Shulman is widely used as a trainer and consultant on direct practice with individuals, families and groups, supervision and administration, field instruction, child welfare, and teaching. His research has focused on operationalizing and testing skills for helping professionals at all levels of an organization or agency. He has also explored the impact of contextual factors such as agency policy, cost-containment efforts, caseload size, staff stress, job manageability, and traumatic events on the caseload to develop a grounded, holistic model.
Shulman has written or edited 18 books and monographs including books on supervision and management and a widely used social work practice text, The Skills of Helping Individuals, Families and Groups and Communities, now in its sixth edition (Cengage Publishers). His most recent book, Dynamics and Skills of Group Counseling (Cengage Publishers, 2010) presents the interactional and mutual aid model for group practice.
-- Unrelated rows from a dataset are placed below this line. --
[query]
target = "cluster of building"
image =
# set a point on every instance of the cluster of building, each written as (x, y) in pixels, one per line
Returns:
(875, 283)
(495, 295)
His research results are reported in Interactional Social Work Practice: Toward an Empirical Theory and in a number of published articles. He was the author of the supervision section in the last three editions of the Encyclopedia of Social Work and has been a contributor to The Social Work Dictionary. Shulman is on the editorial boards of six major journals, was the coeditor of The Clinical Supervisor, and has published often in professional journals. He was also the cofounder and cochair of the NIDA (National Institute on Drug Abuse)-funded International and Interdisciplinary Conference on Clinical Supervision (2004 to 2009).